Interlocking Directorates
A practice where individuals sit on multiple corporate boards, creating links and familiarity among the ultra-wealthy class that controls major corporations.
Revolving Door
The movement of individuals between roles in the business sector (industry) and government, often to establish policies that benefit their industry, and then returning to industry.
Middle Class (shrinking/hollow)
A concept describing a societal group that, in the U.S., is becoming increasingly indebted or living paycheck-to-paycheck, often used to prevent workers from challenging the capitalist system.
Homestead Acts (1862)
Legislation that dispersed free land, primarily to white farmers moving west, facilitating the growth of railroads and American expansion.
Pacific Railway Act
Legislation that granted over 175 million acres of land for free to railroad companies, bigger than the state of Texas, to encourage railroad development.
Sharecropping
A quasi-feudal system that emerged in the American South after the Civil War, replacing slavery, where former slaves (free laborers) were often forced to work on the same farms for a share of the crop.
Means of Production
The raw materials, tools, and land necessary to produce goods and services; often denied to the free laborer class post-Civil War.
Convict Lease Laws
Laws passed after the Civil War that allowed prisoners (often former slaves arrested for vagrancy) to be leased out for labor without pay, effectively re-establishing slavery within the prison system.
Crisis of Overproduction
An economic situation where too many goods are produced relative to the demand or purchasing power of the population, leading to unsold goods, decreased profits, and bankruptcies.
Great Upheaval
A period of significant worker strikes and demands for better wages and working conditions in the aftermath of the Panic of 1873, often met with military suppression.
Trusts
Large corporations that dominated their markets during the Progressive Era, functioning almost like monopolies and making it difficult for smaller businesses to compete.
Great Depression (1929)
A severe worldwide economic downturn marked by a stock market crash, mass unemployment, and decreased demand, exacerbated by wage cuts and layoffs.
New Deal
A series of programs and reforms initiated by President Franklin D. Roosevelt to combat the Great Depression, involving significant government intervention and deficit spending to stimulate the economy.

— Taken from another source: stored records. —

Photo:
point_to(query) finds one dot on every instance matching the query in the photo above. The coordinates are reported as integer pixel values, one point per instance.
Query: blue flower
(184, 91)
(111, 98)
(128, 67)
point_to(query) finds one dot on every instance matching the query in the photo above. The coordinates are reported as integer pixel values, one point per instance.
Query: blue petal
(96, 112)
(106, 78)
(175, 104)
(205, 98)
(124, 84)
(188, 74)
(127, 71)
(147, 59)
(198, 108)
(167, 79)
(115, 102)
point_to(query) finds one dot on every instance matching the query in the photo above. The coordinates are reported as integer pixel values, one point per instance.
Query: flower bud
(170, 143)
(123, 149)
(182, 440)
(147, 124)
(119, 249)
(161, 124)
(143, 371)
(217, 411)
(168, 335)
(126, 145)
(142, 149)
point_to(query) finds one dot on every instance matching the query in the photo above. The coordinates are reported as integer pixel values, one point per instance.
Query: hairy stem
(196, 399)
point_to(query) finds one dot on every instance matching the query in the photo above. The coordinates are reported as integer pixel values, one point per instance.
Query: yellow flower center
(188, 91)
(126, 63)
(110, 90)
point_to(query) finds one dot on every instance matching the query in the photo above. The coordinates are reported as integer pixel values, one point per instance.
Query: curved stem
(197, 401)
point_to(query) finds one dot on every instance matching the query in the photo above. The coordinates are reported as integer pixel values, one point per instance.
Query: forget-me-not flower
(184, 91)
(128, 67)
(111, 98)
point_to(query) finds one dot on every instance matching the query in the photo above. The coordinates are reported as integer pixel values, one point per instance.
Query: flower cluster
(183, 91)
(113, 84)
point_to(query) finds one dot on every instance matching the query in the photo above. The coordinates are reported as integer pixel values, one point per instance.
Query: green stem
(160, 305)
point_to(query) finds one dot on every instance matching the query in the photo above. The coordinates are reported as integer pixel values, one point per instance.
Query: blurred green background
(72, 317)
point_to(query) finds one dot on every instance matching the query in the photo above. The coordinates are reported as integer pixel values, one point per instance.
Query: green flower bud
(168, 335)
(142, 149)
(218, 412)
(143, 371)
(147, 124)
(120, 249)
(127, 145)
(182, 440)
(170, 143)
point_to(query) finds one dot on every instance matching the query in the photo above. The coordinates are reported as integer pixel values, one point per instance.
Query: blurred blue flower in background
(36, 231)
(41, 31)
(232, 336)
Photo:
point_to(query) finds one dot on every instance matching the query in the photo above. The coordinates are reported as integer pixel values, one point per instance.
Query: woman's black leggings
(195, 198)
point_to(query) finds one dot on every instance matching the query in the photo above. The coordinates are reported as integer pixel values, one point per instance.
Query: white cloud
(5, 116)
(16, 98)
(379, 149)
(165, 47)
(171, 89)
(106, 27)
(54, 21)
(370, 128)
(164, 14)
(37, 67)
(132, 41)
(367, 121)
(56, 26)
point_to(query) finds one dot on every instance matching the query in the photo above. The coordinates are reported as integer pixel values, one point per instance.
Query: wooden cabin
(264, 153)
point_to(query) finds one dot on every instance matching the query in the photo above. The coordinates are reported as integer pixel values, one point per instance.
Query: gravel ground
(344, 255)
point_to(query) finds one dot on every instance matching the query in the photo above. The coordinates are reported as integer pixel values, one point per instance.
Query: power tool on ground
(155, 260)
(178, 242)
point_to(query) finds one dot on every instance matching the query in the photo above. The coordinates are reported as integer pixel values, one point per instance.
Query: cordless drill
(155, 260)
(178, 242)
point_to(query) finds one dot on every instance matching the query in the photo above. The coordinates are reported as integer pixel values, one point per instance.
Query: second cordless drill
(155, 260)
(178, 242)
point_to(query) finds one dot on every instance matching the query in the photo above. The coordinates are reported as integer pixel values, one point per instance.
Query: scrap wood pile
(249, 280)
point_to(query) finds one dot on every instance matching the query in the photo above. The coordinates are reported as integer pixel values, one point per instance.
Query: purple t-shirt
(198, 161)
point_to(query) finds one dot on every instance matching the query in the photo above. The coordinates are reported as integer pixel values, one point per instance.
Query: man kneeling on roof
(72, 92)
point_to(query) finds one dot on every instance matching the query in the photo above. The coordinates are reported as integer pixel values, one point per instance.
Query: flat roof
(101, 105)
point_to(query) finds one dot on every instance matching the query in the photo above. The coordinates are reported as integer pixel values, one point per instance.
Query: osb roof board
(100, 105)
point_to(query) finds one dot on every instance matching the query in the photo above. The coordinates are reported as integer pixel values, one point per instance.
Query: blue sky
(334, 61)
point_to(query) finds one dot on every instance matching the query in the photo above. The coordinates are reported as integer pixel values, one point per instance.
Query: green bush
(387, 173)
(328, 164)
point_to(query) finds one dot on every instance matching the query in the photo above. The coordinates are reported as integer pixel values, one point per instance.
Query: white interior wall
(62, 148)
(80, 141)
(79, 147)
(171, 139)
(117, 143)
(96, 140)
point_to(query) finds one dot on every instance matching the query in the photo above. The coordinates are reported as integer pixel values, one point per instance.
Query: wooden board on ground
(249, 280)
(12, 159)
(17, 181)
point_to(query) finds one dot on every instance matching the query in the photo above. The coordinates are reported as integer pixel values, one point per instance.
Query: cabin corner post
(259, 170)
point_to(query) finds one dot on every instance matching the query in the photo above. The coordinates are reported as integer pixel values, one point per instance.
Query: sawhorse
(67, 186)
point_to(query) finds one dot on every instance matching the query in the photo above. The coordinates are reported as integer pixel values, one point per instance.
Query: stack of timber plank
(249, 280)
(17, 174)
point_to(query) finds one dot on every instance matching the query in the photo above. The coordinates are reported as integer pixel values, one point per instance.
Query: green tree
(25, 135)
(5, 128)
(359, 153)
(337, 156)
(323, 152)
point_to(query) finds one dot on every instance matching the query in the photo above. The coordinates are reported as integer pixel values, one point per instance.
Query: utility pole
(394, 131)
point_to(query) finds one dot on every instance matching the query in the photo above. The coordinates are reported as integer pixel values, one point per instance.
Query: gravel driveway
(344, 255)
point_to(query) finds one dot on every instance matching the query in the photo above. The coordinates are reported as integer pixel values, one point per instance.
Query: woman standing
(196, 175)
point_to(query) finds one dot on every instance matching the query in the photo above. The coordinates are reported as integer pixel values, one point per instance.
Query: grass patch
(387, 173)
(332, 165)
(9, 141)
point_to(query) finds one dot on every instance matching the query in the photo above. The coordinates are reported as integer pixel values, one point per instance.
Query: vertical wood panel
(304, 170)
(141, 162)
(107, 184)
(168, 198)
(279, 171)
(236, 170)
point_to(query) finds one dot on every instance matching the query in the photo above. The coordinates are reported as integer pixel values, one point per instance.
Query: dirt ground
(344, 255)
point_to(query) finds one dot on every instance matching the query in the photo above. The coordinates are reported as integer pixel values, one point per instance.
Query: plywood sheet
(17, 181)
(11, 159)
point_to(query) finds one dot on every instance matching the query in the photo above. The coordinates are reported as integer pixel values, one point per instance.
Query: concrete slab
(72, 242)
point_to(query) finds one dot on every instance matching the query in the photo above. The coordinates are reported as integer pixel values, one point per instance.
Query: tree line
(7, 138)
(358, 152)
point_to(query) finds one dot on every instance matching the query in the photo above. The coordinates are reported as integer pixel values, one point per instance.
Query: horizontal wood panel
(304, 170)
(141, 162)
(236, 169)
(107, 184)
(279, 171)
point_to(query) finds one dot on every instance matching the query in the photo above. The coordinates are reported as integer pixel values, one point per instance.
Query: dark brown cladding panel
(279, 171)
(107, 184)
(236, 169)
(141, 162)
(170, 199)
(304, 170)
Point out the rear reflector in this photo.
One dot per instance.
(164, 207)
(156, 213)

John Maynard Keynes (Keynesianism)
An economist who argued for government intervention and deficit spending to address mass unemployment and decreased demand, influencing the New Deal policies.
Golden Age of Capitalism
A period from the late 1940s to the early 1970s characterized by economic prosperity in the U.S., high unionization rates, and the realization of pent-up demand after World War II.
Stagflation
An economic condition characterized by simultaneously rising unemployment and high inflation, which occurred in the 1970s and challenged traditional economic theories.
Market Fundamentalism
An economic philosophy asserting that the market is rational (price equals value), self-correcting (no government intervention needed), and inherently beneficial to society if left unregulated.
Supply-Side Economics
An economic theory arguing that cutting taxes on the wealthy will stimulate economic growth by encouraging investment and production, leading to increased overall tax revenues (data often disagrees).
Demand-Side Economics (Keynesianism)
An economic theory that focuses on stimulating demand, arguing that government intervention (e.g., deficit spending) is necessary to boost consumer purchasing power and employment.

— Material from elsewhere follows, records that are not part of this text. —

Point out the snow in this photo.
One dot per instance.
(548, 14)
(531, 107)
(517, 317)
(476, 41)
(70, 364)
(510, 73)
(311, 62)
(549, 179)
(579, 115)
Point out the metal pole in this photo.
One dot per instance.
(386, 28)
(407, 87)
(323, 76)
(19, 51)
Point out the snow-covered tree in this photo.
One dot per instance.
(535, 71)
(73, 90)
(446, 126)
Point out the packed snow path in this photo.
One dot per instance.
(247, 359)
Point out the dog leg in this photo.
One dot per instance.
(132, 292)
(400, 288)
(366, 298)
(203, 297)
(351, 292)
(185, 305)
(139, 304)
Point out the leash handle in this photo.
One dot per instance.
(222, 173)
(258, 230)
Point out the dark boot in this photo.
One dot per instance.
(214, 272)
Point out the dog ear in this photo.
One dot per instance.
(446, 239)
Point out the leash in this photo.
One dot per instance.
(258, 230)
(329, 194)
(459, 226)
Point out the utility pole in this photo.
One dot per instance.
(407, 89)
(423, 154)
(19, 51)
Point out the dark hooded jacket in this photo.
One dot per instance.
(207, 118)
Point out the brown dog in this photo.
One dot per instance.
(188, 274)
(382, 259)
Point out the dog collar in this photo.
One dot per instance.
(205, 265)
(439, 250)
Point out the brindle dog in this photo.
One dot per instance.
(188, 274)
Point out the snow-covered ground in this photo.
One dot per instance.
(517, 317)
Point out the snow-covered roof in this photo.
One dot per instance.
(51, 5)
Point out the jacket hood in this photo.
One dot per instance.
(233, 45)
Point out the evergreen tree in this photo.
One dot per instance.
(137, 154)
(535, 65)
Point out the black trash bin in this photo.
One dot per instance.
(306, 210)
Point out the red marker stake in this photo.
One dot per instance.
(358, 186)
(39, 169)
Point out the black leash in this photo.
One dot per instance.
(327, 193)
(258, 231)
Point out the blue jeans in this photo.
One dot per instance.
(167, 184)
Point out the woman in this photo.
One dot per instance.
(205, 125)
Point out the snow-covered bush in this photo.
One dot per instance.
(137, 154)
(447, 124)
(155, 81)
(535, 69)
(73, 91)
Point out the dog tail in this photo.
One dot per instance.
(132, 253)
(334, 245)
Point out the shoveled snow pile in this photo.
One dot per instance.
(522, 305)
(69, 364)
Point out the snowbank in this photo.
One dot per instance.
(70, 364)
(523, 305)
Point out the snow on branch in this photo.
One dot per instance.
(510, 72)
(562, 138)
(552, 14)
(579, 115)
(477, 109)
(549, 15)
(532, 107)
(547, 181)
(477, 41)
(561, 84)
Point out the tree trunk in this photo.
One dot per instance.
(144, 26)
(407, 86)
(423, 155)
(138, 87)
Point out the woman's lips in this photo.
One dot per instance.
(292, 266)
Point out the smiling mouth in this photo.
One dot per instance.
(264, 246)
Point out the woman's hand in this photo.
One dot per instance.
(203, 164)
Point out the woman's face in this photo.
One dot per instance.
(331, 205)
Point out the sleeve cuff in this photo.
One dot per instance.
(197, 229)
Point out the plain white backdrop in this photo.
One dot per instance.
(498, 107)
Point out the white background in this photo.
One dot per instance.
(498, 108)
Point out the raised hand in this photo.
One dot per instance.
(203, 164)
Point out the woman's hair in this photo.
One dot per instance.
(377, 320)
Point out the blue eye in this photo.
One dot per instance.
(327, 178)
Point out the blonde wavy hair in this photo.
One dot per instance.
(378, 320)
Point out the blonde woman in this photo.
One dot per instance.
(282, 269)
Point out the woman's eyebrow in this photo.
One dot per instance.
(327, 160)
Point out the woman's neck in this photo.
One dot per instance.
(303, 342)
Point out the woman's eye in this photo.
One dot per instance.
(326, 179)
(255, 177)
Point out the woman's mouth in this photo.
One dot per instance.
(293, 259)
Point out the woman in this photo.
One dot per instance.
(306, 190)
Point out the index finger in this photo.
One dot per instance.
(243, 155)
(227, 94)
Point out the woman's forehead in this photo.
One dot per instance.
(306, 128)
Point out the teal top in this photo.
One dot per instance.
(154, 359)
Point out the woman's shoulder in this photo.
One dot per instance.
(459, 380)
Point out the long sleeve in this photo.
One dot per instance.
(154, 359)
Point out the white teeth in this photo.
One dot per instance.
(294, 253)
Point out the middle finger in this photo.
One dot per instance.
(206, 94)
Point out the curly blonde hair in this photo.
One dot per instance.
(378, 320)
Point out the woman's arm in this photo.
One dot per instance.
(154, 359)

Service Economy/Financialization
A shift in the economy from a manufacturing base to one dominated by service industries and financial activities, often leading to less stable employment.
Wage Theft
The largest form of theft in the United States, occurring when employers fail to pay workers for all hours worked, minimum wage, overtime, or deny required breaks.
401(k) / Pensions
A shift in retirement benefits where companies offer 401(k)s (individual-controlled retirement accounts) instead of traditional pensions (company-guaranteed lifetime payments), shifting financial risk to employees.